The results missed analyst forecasts by a wide margin and triggered the biggest one-day retreat in Shell shares in over three years. The company was the second-worst performer on London’s FTSE 100 index in morning trade.
Shell, the world’s number two traded energy company, joins rivals Total and Norway’s Equinor in reporting weak results for the quarter while BP reported stronger-than-expected profit.
Shell’s performance fell short of expectations across the board but was most pronounced at its flagship liquefied natural gas unit.

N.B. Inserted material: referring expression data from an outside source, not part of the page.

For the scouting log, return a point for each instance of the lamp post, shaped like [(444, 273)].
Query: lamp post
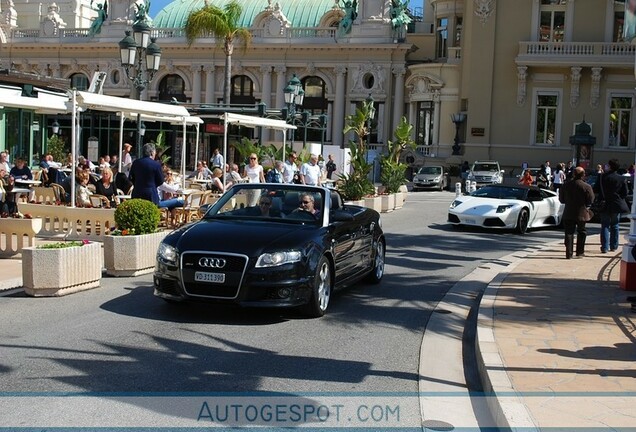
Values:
[(458, 119), (294, 96), (133, 50)]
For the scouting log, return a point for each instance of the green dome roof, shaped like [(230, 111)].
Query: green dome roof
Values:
[(301, 13)]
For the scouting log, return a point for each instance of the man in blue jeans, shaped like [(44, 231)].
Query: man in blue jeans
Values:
[(612, 188)]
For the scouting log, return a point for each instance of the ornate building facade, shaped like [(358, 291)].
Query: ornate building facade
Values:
[(524, 73)]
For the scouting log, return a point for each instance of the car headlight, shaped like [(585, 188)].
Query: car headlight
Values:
[(167, 254), (278, 258)]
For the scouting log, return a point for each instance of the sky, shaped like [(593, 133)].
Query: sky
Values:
[(157, 5)]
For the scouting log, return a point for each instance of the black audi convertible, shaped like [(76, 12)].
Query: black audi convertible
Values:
[(272, 245)]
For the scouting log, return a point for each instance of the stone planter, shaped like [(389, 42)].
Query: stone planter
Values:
[(131, 255), (16, 234), (58, 272), (388, 203), (373, 203)]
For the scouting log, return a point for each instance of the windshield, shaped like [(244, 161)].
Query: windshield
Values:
[(430, 170), (500, 192), (273, 202), (485, 167)]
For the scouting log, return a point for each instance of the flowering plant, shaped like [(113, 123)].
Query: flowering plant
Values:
[(62, 245), (122, 232)]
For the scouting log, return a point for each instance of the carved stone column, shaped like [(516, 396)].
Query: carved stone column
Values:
[(339, 106), (210, 81), (196, 83), (575, 76), (398, 100), (596, 87)]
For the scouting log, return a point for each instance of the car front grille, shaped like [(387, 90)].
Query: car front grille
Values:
[(234, 271)]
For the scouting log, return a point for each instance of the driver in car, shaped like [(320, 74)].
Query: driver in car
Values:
[(307, 204)]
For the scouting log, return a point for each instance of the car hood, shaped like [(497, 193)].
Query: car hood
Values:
[(480, 202), (244, 237)]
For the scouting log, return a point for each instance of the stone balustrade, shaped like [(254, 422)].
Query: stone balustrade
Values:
[(71, 223), (43, 195), (16, 234)]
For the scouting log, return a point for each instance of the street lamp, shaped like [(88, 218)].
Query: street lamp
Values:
[(133, 50), (458, 119), (294, 96)]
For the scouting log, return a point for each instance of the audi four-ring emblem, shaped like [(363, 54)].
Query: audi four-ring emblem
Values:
[(212, 262)]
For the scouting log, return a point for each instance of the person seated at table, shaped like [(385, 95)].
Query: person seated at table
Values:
[(82, 193), (7, 199), (105, 186), (307, 204), (216, 185), (168, 198), (20, 171), (232, 175)]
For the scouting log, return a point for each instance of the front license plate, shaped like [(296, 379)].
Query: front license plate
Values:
[(209, 277)]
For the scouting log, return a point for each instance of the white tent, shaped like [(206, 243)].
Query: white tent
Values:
[(252, 122), (128, 108)]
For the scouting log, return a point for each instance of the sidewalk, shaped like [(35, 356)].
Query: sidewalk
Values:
[(557, 342)]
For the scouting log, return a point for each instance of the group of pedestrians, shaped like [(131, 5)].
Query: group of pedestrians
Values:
[(609, 191)]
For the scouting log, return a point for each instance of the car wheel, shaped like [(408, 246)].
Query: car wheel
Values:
[(522, 222), (377, 271), (319, 300)]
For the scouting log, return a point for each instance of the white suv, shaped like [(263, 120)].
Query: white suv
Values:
[(485, 172)]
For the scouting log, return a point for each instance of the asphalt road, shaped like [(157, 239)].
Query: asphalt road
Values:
[(120, 340)]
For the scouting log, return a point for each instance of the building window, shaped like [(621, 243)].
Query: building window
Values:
[(172, 86), (79, 82), (424, 125), (242, 90), (552, 21), (619, 121), (546, 118), (442, 38)]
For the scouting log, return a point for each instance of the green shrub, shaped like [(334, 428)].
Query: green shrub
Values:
[(137, 215)]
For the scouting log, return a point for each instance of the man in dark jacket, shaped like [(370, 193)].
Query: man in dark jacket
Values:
[(146, 176), (577, 196), (612, 188)]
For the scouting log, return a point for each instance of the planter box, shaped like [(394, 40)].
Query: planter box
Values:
[(131, 255), (16, 234), (388, 203), (373, 203), (58, 272)]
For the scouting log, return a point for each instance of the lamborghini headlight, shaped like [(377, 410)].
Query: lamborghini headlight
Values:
[(278, 258), (504, 208), (455, 204)]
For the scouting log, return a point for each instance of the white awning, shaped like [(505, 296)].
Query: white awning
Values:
[(253, 122), (45, 102), (119, 104)]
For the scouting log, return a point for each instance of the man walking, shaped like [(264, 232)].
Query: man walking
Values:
[(146, 175), (577, 196), (611, 188)]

The company also blamed a weaker global economic and trade environment for hurting its chemicals business.
“The general macro [environment] at this point in time of course is not supportive in a number of areas,” CEO Ben van Beurden told reporters.

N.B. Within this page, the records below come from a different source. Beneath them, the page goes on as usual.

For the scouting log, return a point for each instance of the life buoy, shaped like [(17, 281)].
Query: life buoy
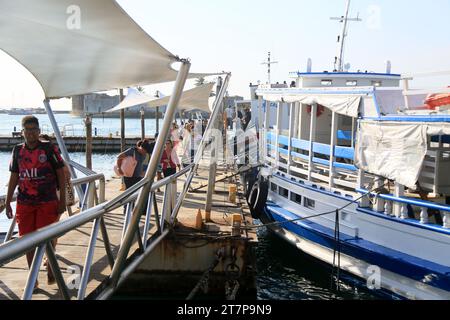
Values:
[(320, 110), (437, 100)]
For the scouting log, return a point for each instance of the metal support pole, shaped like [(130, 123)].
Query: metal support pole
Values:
[(213, 159), (142, 123), (88, 261), (88, 123), (266, 130), (199, 154), (122, 124), (151, 171), (291, 134), (278, 132), (34, 272), (157, 119), (333, 143), (261, 131), (312, 139), (62, 145)]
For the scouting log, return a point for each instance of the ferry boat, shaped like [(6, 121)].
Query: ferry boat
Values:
[(356, 173)]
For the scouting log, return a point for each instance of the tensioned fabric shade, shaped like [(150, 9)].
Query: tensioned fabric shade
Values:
[(193, 99), (82, 46)]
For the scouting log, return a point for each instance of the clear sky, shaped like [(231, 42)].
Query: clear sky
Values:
[(235, 36)]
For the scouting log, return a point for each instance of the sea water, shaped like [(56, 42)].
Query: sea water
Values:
[(283, 272)]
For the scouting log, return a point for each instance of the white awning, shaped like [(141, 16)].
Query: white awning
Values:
[(395, 150), (196, 98), (343, 103), (82, 46)]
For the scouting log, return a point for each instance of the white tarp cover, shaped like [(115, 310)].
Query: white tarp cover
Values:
[(395, 150), (347, 105), (81, 46), (193, 99)]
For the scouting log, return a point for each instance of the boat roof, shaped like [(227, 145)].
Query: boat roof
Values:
[(369, 103), (343, 74)]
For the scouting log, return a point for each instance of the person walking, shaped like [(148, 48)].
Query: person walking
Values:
[(138, 153), (37, 169)]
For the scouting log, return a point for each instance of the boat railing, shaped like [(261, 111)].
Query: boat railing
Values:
[(404, 208), (293, 158), (408, 91), (93, 209)]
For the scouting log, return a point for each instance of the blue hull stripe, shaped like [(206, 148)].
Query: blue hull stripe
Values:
[(388, 259), (409, 222)]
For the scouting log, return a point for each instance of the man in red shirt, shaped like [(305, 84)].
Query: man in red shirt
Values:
[(37, 168)]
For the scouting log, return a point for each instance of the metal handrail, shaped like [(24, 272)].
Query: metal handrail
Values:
[(404, 200), (42, 239)]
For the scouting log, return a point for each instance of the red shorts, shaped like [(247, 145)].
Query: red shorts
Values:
[(32, 218)]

Trade tensions between the US and China are having “quite a dramatic reaction” on the petrochemical sector as demand for plastics in the world’s two largest economies sags, he added.
A rise in cash generation — a sign of improving operations —was the one bright spot in the company’s results.
Net income attributable to shareholders in the quarter, based on current cost of supplies (CCS) and excluding identified items, dropped 25% to $3.6bn from a year ago — the lowest since the end of 2016.
That was about 30% below the average estimate from analysts.
Shell’s debt debt pile rose to $66.5bn by mid-year from $64.7bn at the end of 2018, underscoring the strain from its dividend programme — the world’s largest at over $15bn — and $25bn share buyback programme.
“This set of earnings is weaker than most were looking for and were below expectations in all the main divisions,” Morgan Stanley analyst Martijn Rats said.
“Earnings remain hard to forecast and volatile.”
Shell’s LNG division, known as Integrated Gas, struggled the most — hurt by $479m in impairment charges in Trinidad and Tobago and Australia as well as lower sales and weaker prices.
Asian LNG spot prices have more than halved since the start of 2019, weighed down by soaring new production.
But CFO Jessica Uhl said Shell, the world’s top LNG trader, continues to forecast a strong long-term outlook for the market as demand picks up.
Oil and gas production in the quarter rose 4% from a year earlier to 3.58-million barrels of oil equivalent per day, but was down from 3.442-million barrels of oil equivalent in the first quarter of 2019.
Cash flow, a key measure for the Anglo-Dutch company, rose to $11bn from $9.5bn a year ago.
Free cash flow — cash available to pay for dividends and share buybacks — dropped to $6.9bn.
Shell has focused on cash generation as a key measure of growth, targeting free cash flow of $25bn to $30bn a year between 2019 and 2021 and as much as $35bn by 2025.
Exxon Mobil and Chevron both report on Friday.